Reputation: 622
I work with text files with short strings in it (10 digits). The size of file is approx 1.5Gb, so the number of rows is reaching 100 millions.
Every day I get another file and need to extract new elements (tens of thousands a day).
What's the best approach to solve my problem?
I tried to load data in ArrayList - it takes around 20 seconds for each file, but substraction of arrays takes forever.
I use this code:
dataNew.removeAll(dataOld);
Tried to load data in HashSets - creation of HashSets is endless. The same with LinkedHashset.

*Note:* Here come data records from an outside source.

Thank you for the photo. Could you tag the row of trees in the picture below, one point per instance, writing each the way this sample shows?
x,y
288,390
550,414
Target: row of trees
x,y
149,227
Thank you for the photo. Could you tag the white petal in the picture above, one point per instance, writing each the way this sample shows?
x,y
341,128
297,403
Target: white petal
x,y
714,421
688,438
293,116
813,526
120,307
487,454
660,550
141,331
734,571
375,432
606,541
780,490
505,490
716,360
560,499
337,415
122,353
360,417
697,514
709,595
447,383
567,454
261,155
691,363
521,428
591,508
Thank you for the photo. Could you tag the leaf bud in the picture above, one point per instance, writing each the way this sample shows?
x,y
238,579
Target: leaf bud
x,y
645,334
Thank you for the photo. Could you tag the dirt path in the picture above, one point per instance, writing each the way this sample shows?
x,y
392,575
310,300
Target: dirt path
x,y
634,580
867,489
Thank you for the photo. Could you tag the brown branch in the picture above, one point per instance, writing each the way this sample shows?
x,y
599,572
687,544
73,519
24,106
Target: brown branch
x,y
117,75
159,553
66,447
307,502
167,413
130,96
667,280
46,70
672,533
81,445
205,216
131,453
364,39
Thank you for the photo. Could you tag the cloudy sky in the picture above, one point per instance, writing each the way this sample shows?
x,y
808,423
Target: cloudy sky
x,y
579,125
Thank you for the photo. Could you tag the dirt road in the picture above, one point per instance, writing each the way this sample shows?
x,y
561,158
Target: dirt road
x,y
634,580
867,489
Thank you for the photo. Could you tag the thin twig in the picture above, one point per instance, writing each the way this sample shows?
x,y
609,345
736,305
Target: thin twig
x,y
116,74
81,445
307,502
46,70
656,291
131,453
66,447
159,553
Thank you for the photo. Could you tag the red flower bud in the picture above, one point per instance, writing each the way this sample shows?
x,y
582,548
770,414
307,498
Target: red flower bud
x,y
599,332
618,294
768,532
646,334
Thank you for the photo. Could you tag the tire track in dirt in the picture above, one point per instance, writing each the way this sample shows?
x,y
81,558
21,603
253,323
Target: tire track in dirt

Tried to load into ArrayLists and to sort only one of them
Collections.sort(dataNew);
but it didn't speed up the process of
dataNew.removeAll(dataOld);
Also memory consumption is rather high - sort() finishes only with heap of 15Gb (13Gb is not enough).
I've tried to use old good linux util diff and it finished the task in 76 minutes (while eating 8Gb of RAM).
So, my goal is to solve the problem in Java within 1 hour of processing time (or less, of course) and with consumption of 15Gb (or better 8-10Gb).
Any suggestions, please? Maybe I need not alphabetic sorting of ArrayList, but something else?
UPDATE: This is a country-wide list of invalid passports. It is published as a global list, so I need to extract delta by myself.
Data is unsorted and each row is unique. So I must compare 100M elements with 100M elements. Dataline is for example, "2404,107263". Converting to integer is not possible.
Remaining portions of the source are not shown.